Image via bigissuenorth.
UPDATE: As a result of Sylvia Lancaster’s campaigning, attacks on people pursuing alternative lifestyles will now be treated as hate crimes by Greater Manchester Police.
Five years ago today, Sophie Lancaster passed away peacefully with her Mum & Dad by her side. It was the smallest of mercies afforded to them, but perhaps one of the most important.
Image via glossgoss.
Sophie, twenty, had been walking through Stubbylee Park in Bacup, Lancashire, with her boyfriend Robert Maltby at 1am when Maltby was set upon by a gang. As Sophie knelt on the ground, cradling his head, the five teenagers turned on her, kicking and punching her face and body. She never regained consciousness and her parents took the decision to turn off her life support thirteen days later.
Robert survived. He stated shortly after being released from hospital that he wished he had been the one to die.
Arguably any case that involved such violence would have attracted a great deal of publicity, but the fact that Sophie and Robert were goths and were targeted by the gang because of their appearance added to the interest. Fortunately most people in the UK understand that to be civilised means that your first reaction to difference in others, whether it be their skin colour, religion or dress, should not be to try to beat it out of them.
Sadly, some don’t.
I’ve been on the receiving end of intolerance over my appearance, as have many of my friends.
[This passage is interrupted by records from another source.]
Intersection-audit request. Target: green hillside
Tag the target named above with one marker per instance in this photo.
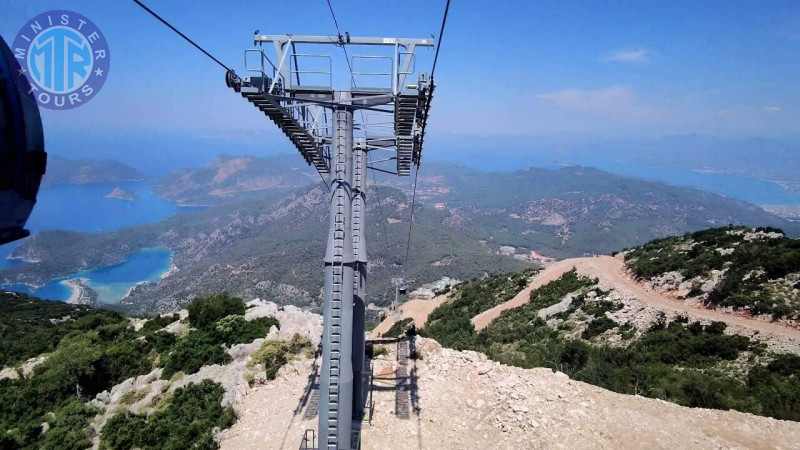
(690, 364)
(83, 352)
(757, 270)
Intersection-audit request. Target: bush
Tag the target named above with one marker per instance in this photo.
(204, 311)
(398, 328)
(158, 322)
(69, 429)
(234, 329)
(190, 353)
(675, 361)
(187, 421)
(598, 326)
(275, 354)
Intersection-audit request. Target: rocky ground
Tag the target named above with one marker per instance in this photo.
(642, 305)
(460, 400)
(143, 394)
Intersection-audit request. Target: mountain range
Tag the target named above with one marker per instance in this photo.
(267, 240)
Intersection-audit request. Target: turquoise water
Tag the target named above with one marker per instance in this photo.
(85, 208)
(111, 282)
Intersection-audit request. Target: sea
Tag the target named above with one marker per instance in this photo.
(86, 209)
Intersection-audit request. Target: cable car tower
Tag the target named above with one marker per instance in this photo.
(295, 90)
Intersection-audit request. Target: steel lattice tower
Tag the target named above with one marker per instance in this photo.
(320, 122)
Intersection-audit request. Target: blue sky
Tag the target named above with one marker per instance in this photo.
(523, 69)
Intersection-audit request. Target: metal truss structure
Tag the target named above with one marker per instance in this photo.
(295, 90)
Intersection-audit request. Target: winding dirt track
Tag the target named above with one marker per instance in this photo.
(612, 270)
(416, 309)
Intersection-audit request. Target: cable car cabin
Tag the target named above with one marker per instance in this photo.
(22, 155)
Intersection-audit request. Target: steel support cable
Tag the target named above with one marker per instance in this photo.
(169, 25)
(411, 222)
(427, 110)
(380, 207)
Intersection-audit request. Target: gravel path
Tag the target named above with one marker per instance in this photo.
(464, 401)
(611, 270)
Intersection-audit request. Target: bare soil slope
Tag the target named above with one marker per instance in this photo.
(611, 271)
(462, 401)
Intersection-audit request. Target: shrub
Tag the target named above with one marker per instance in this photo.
(275, 354)
(398, 328)
(158, 322)
(204, 311)
(598, 326)
(235, 330)
(187, 421)
(191, 352)
(68, 429)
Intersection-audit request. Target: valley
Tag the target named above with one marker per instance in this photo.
(264, 232)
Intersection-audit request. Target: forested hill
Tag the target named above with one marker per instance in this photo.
(61, 171)
(227, 177)
(755, 270)
(269, 243)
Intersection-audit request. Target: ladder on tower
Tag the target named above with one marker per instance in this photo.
(306, 144)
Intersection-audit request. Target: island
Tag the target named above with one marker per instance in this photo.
(122, 194)
(63, 171)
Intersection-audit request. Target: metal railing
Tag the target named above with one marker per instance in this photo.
(357, 74)
(329, 72)
(261, 68)
(309, 441)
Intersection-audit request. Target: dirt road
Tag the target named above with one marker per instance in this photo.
(415, 309)
(611, 269)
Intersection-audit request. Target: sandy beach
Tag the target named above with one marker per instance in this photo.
(77, 290)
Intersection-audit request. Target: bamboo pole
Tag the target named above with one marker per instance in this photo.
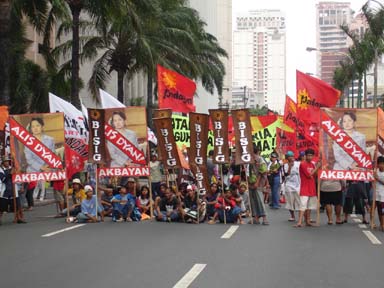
(222, 190)
(249, 195)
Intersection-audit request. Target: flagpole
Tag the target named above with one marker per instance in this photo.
(222, 190)
(249, 194)
(14, 204)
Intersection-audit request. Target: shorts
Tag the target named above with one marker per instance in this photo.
(308, 203)
(380, 208)
(331, 198)
(58, 195)
(6, 205)
(293, 201)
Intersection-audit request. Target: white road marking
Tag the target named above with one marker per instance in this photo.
(190, 276)
(372, 237)
(230, 232)
(62, 230)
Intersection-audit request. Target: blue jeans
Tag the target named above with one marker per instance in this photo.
(174, 216)
(275, 192)
(230, 215)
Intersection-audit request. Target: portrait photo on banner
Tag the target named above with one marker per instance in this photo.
(131, 123)
(47, 129)
(360, 125)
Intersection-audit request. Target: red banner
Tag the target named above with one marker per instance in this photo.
(346, 175)
(39, 176)
(286, 141)
(127, 171)
(33, 144)
(175, 91)
(117, 139)
(338, 135)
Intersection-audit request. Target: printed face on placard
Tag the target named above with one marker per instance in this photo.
(348, 139)
(126, 137)
(33, 138)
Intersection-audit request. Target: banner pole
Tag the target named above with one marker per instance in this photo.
(318, 203)
(249, 194)
(96, 191)
(15, 218)
(222, 190)
(67, 196)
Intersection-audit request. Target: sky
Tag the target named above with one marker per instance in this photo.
(300, 29)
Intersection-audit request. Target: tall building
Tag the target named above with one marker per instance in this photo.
(218, 16)
(332, 43)
(259, 57)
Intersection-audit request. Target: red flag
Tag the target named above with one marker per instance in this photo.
(312, 94)
(175, 91)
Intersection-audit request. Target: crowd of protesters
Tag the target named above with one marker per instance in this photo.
(236, 193)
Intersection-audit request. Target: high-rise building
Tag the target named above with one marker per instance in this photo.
(259, 57)
(332, 43)
(218, 16)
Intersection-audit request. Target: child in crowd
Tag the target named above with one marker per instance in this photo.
(227, 205)
(123, 204)
(379, 176)
(243, 194)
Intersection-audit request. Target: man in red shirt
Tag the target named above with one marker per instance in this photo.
(308, 195)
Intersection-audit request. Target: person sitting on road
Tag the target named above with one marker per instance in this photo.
(89, 212)
(106, 202)
(211, 200)
(168, 208)
(227, 205)
(191, 206)
(77, 195)
(123, 205)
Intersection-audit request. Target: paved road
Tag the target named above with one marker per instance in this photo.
(152, 254)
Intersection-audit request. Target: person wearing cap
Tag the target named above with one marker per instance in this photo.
(77, 195)
(168, 207)
(226, 204)
(308, 194)
(89, 209)
(292, 184)
(123, 205)
(7, 192)
(274, 169)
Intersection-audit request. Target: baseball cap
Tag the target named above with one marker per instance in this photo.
(290, 154)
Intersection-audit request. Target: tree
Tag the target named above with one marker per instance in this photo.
(11, 15)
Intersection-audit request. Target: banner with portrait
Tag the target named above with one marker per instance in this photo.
(37, 147)
(243, 135)
(167, 145)
(380, 132)
(219, 119)
(348, 143)
(126, 136)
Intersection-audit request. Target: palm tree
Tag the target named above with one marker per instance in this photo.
(11, 15)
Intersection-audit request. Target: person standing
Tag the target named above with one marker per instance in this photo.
(308, 195)
(292, 184)
(7, 194)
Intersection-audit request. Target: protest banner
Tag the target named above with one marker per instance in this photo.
(243, 134)
(175, 91)
(37, 146)
(76, 134)
(348, 143)
(167, 144)
(198, 150)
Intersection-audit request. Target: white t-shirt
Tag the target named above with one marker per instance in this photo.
(292, 181)
(380, 187)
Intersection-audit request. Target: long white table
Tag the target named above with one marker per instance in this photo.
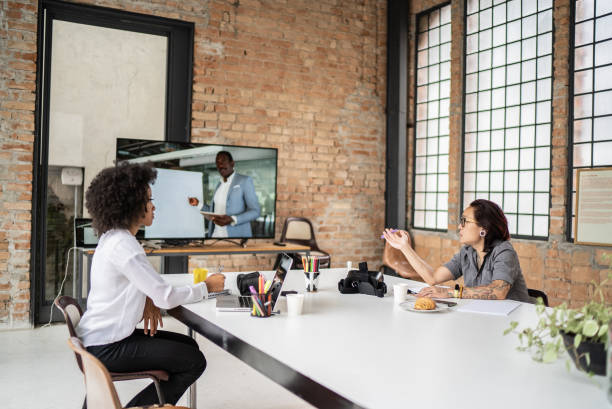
(363, 351)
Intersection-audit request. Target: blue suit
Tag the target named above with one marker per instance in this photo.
(241, 203)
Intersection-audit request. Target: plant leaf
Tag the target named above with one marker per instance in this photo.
(590, 328)
(577, 340)
(602, 330)
(550, 353)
I, and I’m sure they, will be eternally grateful to people like Sophie Lancaster’s parents, who fought through their personal pain to draw something positive from their daughter’s murder. Their tireless work with the Sophie Lancaster Foundation, an organisation set up to “focus on creating respect for and understanding of subcultures in our communities” and the wider metal community, has resulted in Sophie becoming a positive symbol of greater tolerance in the UK, and not simply another victim.
I never met her, but I’m sure she would have been so proud of that.